The defendant put into issue the question of identification. He challenged the in-court identification of the defendant by the two undercover agents. He also presented the alibi defense that he was in New York at the time of the crimes. The defendant asserts on appeal that it was reversible error for the trial court to refuse to grant his special jury instruction that the jurors must believe that the defendant had been identified as the person who sold the marijuana beyond a reasonable doubt, and the defendant relies upon Salley v. *471 United States, 122 U.S.App.D.C. 359, 353 F.2d 897 (1965).
We assume, without specifically deciding, that this error is properly before us. We find, however, that his point has no merit because of the clearly correct, comprehensive, and detailed jury instruction actually given by the trial court. It is well settled that a judgment will not be reversed for failure to give a particular charge where, on the whole, the charges as given are clear, comprehensive, and correct. Darty v. State, Fla.App. 1964, 161 So. 2d 864, 872.
The defendant argues as his second point that the court erred in admitting rebuttal testimony by a police officer where the state failed to disclose a list of witnesses to be offered at trial in rebuttal to discredit the defendant's alibi, contrary to Rule 1.200 CrPR, 33 F.S.A.
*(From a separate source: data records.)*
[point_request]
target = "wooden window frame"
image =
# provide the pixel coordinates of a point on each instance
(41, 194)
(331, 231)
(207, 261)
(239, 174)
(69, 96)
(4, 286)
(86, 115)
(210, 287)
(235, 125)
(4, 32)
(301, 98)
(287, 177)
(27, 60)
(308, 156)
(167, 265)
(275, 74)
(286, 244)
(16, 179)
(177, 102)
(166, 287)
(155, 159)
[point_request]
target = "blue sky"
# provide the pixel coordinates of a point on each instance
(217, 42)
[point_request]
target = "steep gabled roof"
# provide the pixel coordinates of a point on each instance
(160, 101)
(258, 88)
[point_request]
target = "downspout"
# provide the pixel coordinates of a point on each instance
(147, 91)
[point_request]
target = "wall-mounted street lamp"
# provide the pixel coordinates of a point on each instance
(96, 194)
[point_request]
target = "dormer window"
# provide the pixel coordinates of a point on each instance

The police officer testified to inculpatory oral statements made by the defendant on August 25, 1969, when the defendant was arrested. The statements were not reduced to writing. The state offered such testimony to refute an answer given by the defendant on cross-examination to impeach defendant's credibility. Such statements, according to the officer, were made voluntarily by the defendant after the defendant had been advised of his constitutional rights.
We have considered the entire record, and have concluded that this point was not presented to the trial court. We have further concluded that the point is not properly before us on appeal. See Bertone v. State, Fla.App. 1969, 224 So. 2d 400.
During the course of his argument on defendant's second point, the defendant also asserts a violation by the State of Rule 1.140(n) CrPR, 33 F.S.A., for failure, upon request, to disclose in the bill of particulars a summary of any oral statements made by the defendant which may not have been reduced to writing.
We have considered the record, briefs, and argument, and conclude that the defendant has failed to demonstrate reversible error as to both alleged violations of the Florida Rules of Criminal Procedure discussed in his second point.
We now consider the defendant's third point, that the trial court erred in denying defendant's motion to correct sentences. In Florida, where an information contains more than one count, but each is a facet or phase of the same transaction, only one sentence may be imposed; and the sentence which should be imposed is for the highest offense charged. See Williams v. State, Fla. 1953, 69 So. 2d 766, 767; Wells v. State, Fla.App. 1964, 168 So. 2d 787; and Wyche v. State, Fla.App. 1965, 178 So. 2d 875, 877 (fundamental error). In the case below, the defendant was charged as follows: Count I with unlawful sale of marijuana on August 9, 1969 and in Count III with unlawful possession of marijuana on August 9, 1969; and in Count II with unlawful sale of marijuana on August 12, 1969, and in Count IV with unlawful possession of marijuana on August 12, 1969. In each instance, the marijuana alleged possessed on the specified date was the marijuana sold to the undercover agents on the same date. In short, Counts I and III and Counts II and IV, respectively, represent a facet or phase of a single transaction and justify but one sentence as to each of the two combined counts.
For the reasons stated, the convictions are affirmed, but the sentences are vacated, and this cause is remanded with directions that the appellant-defendant be presented to the trial court and properly sentenced in accord herewith.
Affirmed in part; reversed in part with directions.